Ao lado do companheiro, Bernard apresentou o tom da celebração como uma dedicatória: a referência foi ao período de 2020 a 2022, quando o Cruzeiro disputou a Série B. A comemoração, segundo os jogadores, foi dirigida ao arquirrival e teve clara intenção provocativa, dentro dos limites da rivalidade entre as torcidas.
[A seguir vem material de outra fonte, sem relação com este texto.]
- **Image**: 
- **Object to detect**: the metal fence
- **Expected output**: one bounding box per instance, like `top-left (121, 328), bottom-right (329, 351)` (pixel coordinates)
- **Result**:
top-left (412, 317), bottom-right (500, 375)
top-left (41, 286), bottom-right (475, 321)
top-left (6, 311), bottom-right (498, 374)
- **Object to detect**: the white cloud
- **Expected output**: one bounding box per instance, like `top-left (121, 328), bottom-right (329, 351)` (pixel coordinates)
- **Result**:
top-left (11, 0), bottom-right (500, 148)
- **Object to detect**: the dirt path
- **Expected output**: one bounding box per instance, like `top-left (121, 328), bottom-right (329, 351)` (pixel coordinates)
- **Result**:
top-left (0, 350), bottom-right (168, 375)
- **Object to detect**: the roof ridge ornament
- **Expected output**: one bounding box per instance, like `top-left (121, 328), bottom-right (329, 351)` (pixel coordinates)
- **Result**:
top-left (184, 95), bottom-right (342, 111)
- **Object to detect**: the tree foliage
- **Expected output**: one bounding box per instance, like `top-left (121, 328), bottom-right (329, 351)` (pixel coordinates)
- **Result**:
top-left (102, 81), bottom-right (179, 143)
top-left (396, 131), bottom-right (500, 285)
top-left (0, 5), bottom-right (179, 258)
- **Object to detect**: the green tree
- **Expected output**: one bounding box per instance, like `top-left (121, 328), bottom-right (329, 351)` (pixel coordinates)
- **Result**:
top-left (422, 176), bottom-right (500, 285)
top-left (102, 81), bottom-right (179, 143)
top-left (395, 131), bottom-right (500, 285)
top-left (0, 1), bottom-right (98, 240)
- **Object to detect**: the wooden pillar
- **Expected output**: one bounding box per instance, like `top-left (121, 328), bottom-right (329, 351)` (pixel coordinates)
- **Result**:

Lodi minimizou qualquer leitura de desrespeito e afirmou que provocações fazem parte do clássico, lembrando que os jogadores adversários também entram nesse clima. Bernard reforçou a ideia de que a celebração era uma resposta natural ao momento e uma forma de exaltar a classificação conquistada no confronto.
Além do efeito imediato nas redes e nas arquibancadas, o gesto cumpre função simbólica: transforma a vitória em narrativa pública sobre o confronto direto com o rival. Em campo, a vaga diminui a pressão sobre o time; fora dele, a comemoração reacende a rivalidade e deve render reação do Cruzeiro, enquanto alimenta a euforia da torcida do Galo.